# Amplificador para señales UHF 800-2100MHz



## DaMn_NooB (Feb 14, 2011)

Hola a todos!

Hace ya un tiempo que estoy tratando de amplificar señales de uhf, la idea es poder agarrar las señales del aire mediante una antena y conseguir una señal lo suficientemente intensa para poder procesarla con un microcontrolador PIC.

El rango es de entre 800-2100 MHz, el punto es que mientras mas averiguo sobre transistores o amplificadores operacionales con mas dudas quedo, ya que al parecer amplificar en RF no es taaaan facil como lo es en señales comunes de KHz, sobretodo manteniendo una ganancia fija.

Como idea general se que tengo que tener una antena para la frecuencia deseada, aplicarle un filtro para seleccionar el rango que deseo (ya que quiero diferenciar entre GSM 900, GSM 850, PCS 1900, etc), amplificar la señal, pasarla a continua y luego poder trabajarla con el PIC.

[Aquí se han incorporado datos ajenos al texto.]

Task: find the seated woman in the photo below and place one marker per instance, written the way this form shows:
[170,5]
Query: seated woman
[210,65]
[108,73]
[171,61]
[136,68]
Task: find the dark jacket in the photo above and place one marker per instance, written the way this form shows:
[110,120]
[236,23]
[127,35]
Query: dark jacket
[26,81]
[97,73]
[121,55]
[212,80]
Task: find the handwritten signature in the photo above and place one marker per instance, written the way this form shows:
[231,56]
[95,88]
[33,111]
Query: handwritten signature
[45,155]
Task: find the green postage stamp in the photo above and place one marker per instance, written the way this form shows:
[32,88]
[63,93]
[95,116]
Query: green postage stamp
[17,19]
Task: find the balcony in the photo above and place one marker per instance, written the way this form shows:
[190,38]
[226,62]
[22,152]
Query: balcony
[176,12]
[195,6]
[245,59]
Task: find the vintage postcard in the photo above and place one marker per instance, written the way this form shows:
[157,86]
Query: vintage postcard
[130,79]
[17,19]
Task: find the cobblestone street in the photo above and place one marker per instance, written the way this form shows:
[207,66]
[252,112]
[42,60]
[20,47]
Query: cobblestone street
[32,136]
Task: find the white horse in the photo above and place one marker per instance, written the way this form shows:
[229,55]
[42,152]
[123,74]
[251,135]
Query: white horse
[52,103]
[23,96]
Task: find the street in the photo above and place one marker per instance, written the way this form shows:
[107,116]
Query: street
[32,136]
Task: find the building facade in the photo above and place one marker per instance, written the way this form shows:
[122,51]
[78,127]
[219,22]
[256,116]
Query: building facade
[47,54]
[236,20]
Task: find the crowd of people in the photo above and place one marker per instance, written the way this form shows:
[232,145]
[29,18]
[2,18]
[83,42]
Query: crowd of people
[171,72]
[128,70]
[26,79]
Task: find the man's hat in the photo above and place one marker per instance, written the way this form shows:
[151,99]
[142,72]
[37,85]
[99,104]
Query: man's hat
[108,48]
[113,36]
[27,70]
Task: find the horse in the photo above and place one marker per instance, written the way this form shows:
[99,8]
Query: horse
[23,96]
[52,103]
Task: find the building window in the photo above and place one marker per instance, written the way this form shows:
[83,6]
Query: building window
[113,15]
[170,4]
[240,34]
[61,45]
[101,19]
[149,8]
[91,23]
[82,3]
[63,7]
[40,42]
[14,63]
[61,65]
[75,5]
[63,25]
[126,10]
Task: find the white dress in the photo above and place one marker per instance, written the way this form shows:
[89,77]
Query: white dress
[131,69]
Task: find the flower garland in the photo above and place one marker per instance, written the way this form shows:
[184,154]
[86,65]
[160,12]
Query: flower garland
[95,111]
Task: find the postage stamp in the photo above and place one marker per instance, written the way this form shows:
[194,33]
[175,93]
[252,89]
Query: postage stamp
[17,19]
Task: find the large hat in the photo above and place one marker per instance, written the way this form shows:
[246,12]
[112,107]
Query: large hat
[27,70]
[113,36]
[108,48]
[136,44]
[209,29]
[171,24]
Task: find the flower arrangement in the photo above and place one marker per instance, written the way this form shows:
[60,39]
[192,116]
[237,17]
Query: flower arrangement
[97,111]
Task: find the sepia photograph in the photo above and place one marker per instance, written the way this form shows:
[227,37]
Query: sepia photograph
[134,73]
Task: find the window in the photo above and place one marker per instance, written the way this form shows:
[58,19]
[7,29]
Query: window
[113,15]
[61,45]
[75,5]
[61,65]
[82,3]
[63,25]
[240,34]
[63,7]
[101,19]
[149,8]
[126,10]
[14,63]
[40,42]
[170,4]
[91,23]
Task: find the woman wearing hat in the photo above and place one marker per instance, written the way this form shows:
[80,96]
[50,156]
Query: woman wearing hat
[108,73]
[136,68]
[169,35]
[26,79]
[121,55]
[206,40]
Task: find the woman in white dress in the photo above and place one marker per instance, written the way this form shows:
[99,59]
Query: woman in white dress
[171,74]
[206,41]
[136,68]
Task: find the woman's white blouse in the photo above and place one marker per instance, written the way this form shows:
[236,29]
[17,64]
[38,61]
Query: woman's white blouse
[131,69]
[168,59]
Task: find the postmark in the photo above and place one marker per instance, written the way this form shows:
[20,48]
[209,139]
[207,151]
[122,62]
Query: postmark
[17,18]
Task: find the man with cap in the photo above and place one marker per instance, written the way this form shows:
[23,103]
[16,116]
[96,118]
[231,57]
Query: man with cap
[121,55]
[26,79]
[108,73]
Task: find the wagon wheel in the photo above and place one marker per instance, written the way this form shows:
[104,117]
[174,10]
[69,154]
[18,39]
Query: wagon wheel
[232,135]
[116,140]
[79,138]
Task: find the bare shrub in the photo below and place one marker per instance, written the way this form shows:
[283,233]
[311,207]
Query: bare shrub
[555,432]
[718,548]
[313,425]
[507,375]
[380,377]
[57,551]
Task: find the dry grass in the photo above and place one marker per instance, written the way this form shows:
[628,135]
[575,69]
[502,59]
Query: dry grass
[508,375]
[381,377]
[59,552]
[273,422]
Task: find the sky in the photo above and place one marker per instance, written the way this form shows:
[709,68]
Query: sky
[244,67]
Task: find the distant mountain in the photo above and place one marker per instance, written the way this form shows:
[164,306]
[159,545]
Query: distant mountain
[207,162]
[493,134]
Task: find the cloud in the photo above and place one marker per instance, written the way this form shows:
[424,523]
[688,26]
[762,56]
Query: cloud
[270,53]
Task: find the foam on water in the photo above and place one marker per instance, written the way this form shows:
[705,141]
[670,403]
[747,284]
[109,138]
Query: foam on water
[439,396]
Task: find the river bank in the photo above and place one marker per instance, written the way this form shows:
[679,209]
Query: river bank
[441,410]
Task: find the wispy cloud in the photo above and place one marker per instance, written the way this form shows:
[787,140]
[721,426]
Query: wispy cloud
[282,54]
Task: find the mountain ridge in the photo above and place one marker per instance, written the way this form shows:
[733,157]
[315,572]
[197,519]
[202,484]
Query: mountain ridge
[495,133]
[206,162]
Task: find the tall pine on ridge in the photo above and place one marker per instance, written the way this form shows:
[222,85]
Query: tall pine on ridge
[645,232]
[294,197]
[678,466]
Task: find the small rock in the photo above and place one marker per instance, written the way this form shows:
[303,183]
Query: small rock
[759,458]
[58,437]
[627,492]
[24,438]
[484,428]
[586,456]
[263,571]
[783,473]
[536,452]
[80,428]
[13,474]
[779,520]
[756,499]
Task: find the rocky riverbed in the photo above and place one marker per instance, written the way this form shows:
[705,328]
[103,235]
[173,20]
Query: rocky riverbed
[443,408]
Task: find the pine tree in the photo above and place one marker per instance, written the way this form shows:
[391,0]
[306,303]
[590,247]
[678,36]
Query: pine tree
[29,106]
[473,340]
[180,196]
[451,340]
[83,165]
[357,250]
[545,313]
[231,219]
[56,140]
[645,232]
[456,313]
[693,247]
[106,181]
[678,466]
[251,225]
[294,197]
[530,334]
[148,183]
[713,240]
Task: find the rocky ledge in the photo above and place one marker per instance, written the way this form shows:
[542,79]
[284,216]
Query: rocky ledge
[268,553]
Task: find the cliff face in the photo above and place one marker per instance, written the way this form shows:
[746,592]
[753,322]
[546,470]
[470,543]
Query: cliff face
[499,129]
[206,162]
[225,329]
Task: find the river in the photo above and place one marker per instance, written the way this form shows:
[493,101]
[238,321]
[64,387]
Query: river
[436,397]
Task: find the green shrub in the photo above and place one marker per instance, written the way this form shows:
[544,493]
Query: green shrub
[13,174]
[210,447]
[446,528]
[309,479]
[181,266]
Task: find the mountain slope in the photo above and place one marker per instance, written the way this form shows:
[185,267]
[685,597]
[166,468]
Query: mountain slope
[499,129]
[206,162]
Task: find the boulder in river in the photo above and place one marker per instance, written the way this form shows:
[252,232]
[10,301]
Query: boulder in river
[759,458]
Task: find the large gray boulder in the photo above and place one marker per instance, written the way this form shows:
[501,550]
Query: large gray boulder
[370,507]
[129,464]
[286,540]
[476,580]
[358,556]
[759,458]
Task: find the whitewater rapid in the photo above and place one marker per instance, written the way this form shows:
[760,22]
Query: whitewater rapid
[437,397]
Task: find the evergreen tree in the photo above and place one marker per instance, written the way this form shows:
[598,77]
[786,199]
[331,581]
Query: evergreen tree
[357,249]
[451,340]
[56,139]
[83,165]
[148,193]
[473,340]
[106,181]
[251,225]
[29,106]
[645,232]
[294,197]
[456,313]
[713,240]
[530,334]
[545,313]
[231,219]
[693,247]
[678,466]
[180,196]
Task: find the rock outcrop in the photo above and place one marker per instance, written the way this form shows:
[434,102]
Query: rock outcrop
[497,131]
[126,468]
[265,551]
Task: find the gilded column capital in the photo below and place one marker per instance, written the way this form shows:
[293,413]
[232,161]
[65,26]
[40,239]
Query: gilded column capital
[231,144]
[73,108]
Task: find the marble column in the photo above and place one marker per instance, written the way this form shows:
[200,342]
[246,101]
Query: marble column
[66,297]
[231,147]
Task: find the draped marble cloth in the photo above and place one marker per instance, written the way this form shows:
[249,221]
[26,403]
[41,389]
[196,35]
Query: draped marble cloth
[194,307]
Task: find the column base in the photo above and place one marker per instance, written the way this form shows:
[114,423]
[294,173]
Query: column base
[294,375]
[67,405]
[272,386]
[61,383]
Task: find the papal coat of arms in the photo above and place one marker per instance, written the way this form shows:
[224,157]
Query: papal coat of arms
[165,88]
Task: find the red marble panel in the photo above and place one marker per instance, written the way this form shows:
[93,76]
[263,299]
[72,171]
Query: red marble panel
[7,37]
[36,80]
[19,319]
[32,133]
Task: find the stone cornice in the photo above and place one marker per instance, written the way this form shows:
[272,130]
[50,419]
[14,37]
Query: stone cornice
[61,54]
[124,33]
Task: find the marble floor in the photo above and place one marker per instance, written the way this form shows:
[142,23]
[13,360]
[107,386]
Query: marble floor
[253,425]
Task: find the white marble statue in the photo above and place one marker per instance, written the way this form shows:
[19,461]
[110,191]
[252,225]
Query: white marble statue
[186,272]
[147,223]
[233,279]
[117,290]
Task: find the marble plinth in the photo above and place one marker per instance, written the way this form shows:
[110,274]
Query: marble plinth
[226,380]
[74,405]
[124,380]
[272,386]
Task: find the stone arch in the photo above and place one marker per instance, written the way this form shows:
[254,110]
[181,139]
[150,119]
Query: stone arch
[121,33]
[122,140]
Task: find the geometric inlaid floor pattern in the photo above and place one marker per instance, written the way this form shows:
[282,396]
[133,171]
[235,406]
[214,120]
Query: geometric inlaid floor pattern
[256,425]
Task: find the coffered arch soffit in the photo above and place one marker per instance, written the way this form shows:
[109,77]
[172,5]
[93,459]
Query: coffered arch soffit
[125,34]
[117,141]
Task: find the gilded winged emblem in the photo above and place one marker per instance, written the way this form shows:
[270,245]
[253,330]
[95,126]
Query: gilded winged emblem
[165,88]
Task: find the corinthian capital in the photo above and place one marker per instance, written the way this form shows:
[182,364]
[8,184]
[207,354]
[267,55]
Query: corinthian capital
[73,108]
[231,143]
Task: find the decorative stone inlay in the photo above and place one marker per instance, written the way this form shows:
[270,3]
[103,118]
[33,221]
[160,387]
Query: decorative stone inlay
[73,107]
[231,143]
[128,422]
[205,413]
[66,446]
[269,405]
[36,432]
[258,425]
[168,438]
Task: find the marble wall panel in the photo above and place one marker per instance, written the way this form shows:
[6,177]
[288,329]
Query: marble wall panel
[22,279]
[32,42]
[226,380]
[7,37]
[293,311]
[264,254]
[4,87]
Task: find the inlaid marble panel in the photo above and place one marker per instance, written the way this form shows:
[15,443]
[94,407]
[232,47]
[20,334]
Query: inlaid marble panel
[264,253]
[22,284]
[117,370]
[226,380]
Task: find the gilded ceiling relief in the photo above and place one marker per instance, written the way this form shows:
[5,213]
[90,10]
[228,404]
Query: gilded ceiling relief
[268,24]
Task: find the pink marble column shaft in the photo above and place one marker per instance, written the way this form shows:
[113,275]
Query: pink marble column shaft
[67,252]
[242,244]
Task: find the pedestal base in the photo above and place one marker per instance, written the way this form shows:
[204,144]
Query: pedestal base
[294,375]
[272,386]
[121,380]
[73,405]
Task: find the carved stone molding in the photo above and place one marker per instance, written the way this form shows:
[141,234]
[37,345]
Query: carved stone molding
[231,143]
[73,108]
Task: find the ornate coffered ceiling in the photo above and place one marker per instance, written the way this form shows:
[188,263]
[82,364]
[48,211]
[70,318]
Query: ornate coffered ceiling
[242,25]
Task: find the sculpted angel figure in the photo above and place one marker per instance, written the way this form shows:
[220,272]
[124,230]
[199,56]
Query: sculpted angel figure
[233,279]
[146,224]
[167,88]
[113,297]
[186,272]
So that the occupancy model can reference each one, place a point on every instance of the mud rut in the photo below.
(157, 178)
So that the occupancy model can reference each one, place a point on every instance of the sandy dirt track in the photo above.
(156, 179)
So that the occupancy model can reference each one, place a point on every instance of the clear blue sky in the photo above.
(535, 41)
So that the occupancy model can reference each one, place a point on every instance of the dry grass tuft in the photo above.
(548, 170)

Bueno espero no haberlos enredado mucho, pero en realidad me serviria una mano... los datasheets no son tan claros despues de todo y he perdido gran parte de mi tiempo en esto.

Saludos!

Aaaaahhh.. tambien se me olvidaba... si alguien pudiese mostrarme o facilitarme literatura entendible respecto al tema de las RF (amplificacion en base a transistores, operacionales, acoplamiento, etc) y que fuese en lenguaje entendible (no es que no sepa nada de electronica, pero muchas veces pareciera que escriben los libros en arameo) se los agredeceria mucho.

Saludos!


----------